As we see from the example, the same concept is shown differently depending on the source we review. So, how do we choose when we have multiple sources of information?
The most trustworthy and comprehensive source of truth regarding blockchain activity is the full copy of a node. Accessing a node ensures that we will always have access to the latest version of the blockchain. Some services index the blockchain to facilitate access and querying, such as Google BigQuery, Covalent, or Dune, continuously updating their copies. These copies are controlled and centralized.

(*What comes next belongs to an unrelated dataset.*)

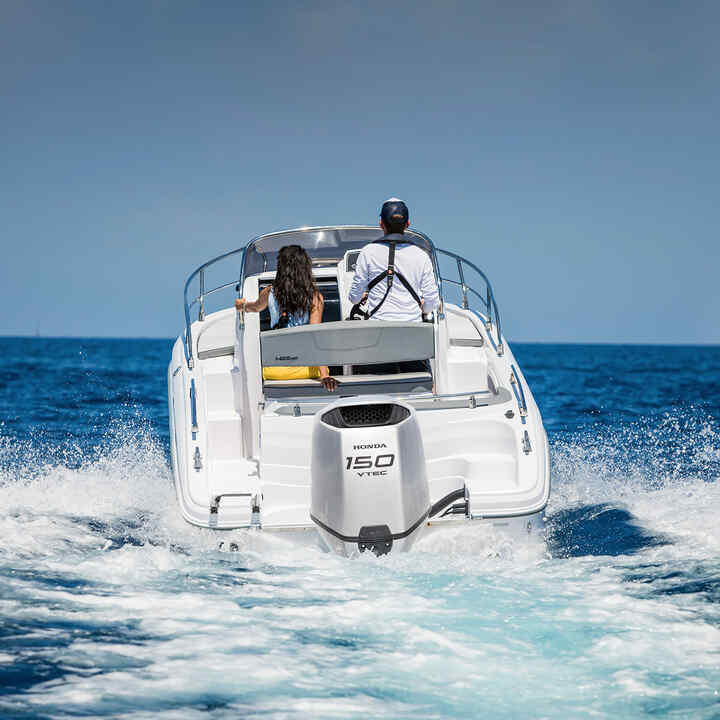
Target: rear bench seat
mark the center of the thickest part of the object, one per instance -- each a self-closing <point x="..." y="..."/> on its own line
<point x="349" y="343"/>
<point x="351" y="385"/>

When it comes to prices, there are numerous sources. A common approach to sourcing prices is connecting to an online marketplace for cryptocurrencies, commonly known as exchanges, such as Binance or Kraken, to extract their market prices. However, commercialization in these markets can be halted for various reasons. For example, during the well-known Terra USD (TUSD) de-peg incident, when the stablecoin lost its 1:1 peg to the US dollar, many exchanges ceased commercialization, citing consumer protection concerns. If our workflow relies on such data, it can be disrupted or show inaccurate old prices. To solve this issue, it is advisable to source prices from sources that average the prices from multiple exchanges, providing more robust information.
At this stage, it is crucial to understand what constitutes quality for our company. Do we prioritize fast and readily available information updated by the second, or do we value highly precise information with relatively slower access? While it may not be necessary to consider this for every project, deciding on certain sources and standardizing processes will save us time in the future.
Once we have determined the quality of the information we will consume, we need to agree on the concepts we want to analyze.